This is not a game related issue. Its more of an issue of the generation gap between many parents and their children, entertainment wise. Parents don't sit and take part in gaming with their kids, and by default and fear of tech or learning anything new, cut themselves off from their kids.

People will always disagree, even kids and their parents. What's interesting is that, had the kids parents been more careful, this whole unfortunate mess could have been avoided. Perhaps if more parents took an interest iin what their kids play, and took part, such misunderstanding would be few.

On top of all that, the biggest mistake adults sometimes make, is in underestimating the determination and will of kids to do things for themselves.

And who's stirring this pot of ignorance? None of than the news media. They'd love to paint that negative picture and see no merit in games. Waving that addiction word around has no real basis and they feel the need to reach a bit.

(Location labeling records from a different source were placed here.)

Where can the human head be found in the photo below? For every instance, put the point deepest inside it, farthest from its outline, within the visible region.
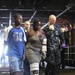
(18, 19)
(27, 25)
(37, 24)
(52, 19)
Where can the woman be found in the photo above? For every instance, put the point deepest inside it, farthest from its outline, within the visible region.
(33, 48)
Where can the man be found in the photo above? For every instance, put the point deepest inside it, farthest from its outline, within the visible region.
(26, 26)
(16, 51)
(55, 38)
(26, 63)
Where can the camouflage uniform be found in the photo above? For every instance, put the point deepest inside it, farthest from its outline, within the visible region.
(54, 39)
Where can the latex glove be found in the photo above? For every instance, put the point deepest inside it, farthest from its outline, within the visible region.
(63, 45)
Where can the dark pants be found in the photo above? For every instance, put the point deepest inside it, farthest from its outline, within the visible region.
(26, 67)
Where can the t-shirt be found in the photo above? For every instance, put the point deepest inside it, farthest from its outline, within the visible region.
(16, 40)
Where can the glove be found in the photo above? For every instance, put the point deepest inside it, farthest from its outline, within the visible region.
(63, 45)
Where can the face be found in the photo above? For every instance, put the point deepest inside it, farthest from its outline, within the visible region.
(18, 21)
(38, 26)
(27, 25)
(52, 20)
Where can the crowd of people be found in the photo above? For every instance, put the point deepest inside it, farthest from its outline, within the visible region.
(25, 46)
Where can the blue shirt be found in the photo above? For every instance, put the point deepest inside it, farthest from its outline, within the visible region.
(16, 39)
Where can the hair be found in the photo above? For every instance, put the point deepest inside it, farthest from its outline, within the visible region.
(35, 22)
(16, 15)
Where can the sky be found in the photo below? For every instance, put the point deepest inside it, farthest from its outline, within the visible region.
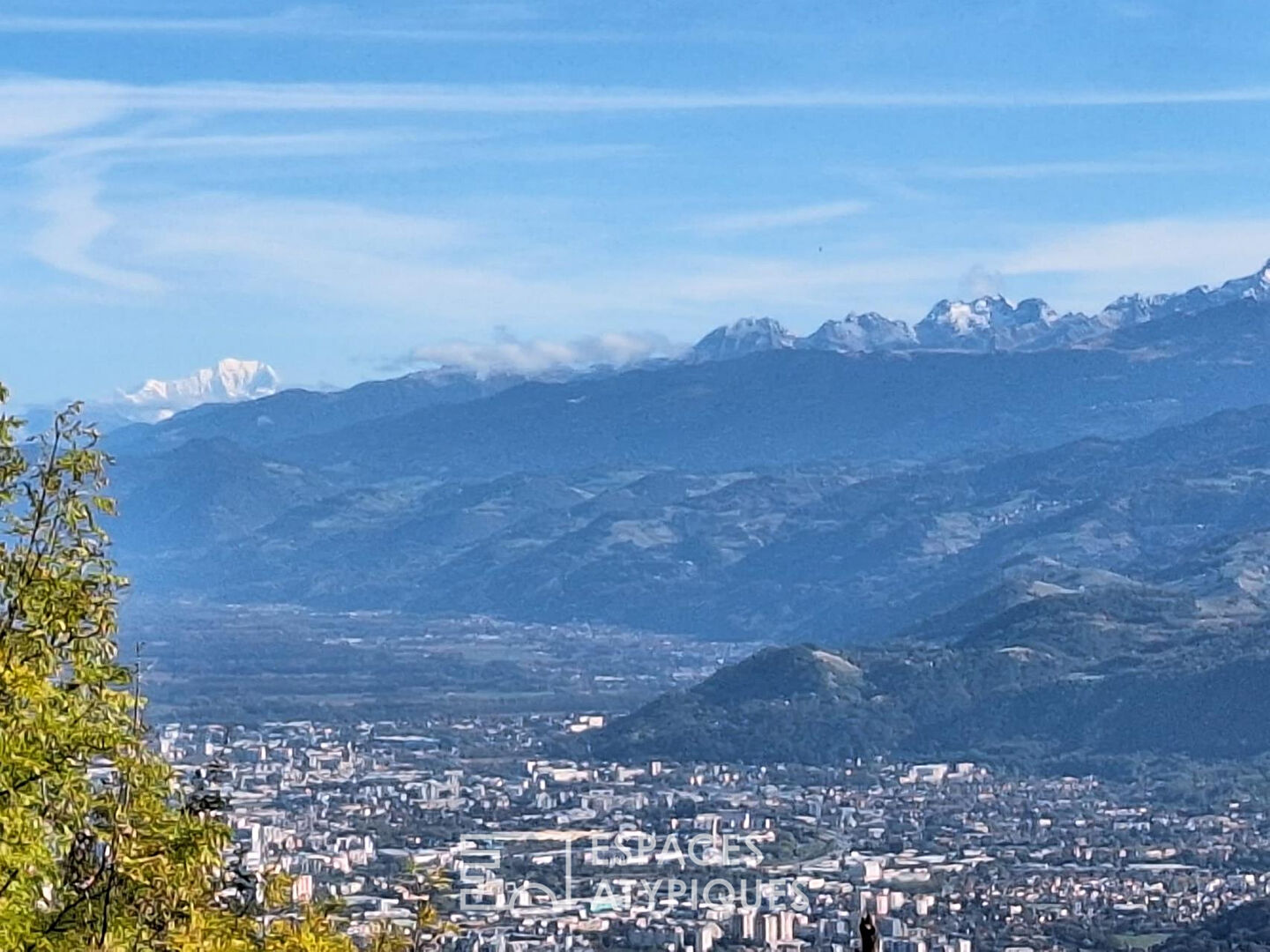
(349, 190)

Perhaps next time, parents should think long and hard, which is worse, having you kids indoors playing games safely or being out god knows where, in danger or worse. Don't get your wires crossed, Canada. Its a tragedy this kid died, but that could have been easily avoided, by just letting the kid play his damn games in peace, not rocket science, people.
Nihilistic 11 Mar 2009 04:23
Yeah a lot of the small town reporting comes from the nationalized broadcasting corp, the CBC. We only have a few big national networks at all, but I don't read any of them because they're so biased, and I don't even bother watching the local news at all because there's just so much crap and I wouldn't want to risk repeating any of it. I know CNN's accused of being left leaning but they seem to disclose their information well, at least on the web, so they're the only oens I trust. I noticed on my igoogle last thursday though that there was a CBC or CTV article on Eastern Canadian ski deaths, and I'd just given a presentation on ski hill liability waivers that day. What struck me was that in two of three deaths in the last month they were wearing helmets and still died, compared to out here in Western Canada where most of the ski hills are and no one wears helmets and I've never heard of a ski death other than from avalanches. But the interesting part was that part of the article was devoted to talking about lobby groups who'd increased their calls for mandatory helment legislation!!! I think part of it is that the news feels like they have to satisfy every group, because if they don't mention the idiotic ideas then the idiots accuse them of bias and uncomprehensive coverage, but sometimes it just seems so stupid. For the most part the little newspapers have to cater to the locals, that's where it's nice to have speacialty magazines and news companies like CNN who don't feel the need to add opinion or subjectivity to every article in order to tell their readers how to think.
Brad D. 11 Mar 2009 12:30
Great to see our humble little gathering garner so much attention. Those in attendance will probably find my presentation educational and very fair. Should we be concerned by usage of the word "addiction?" Sometimes, but I'll stop using that word when the industry stops carelessly tossing around the word "addictive" to promote its products in reviews and interviews.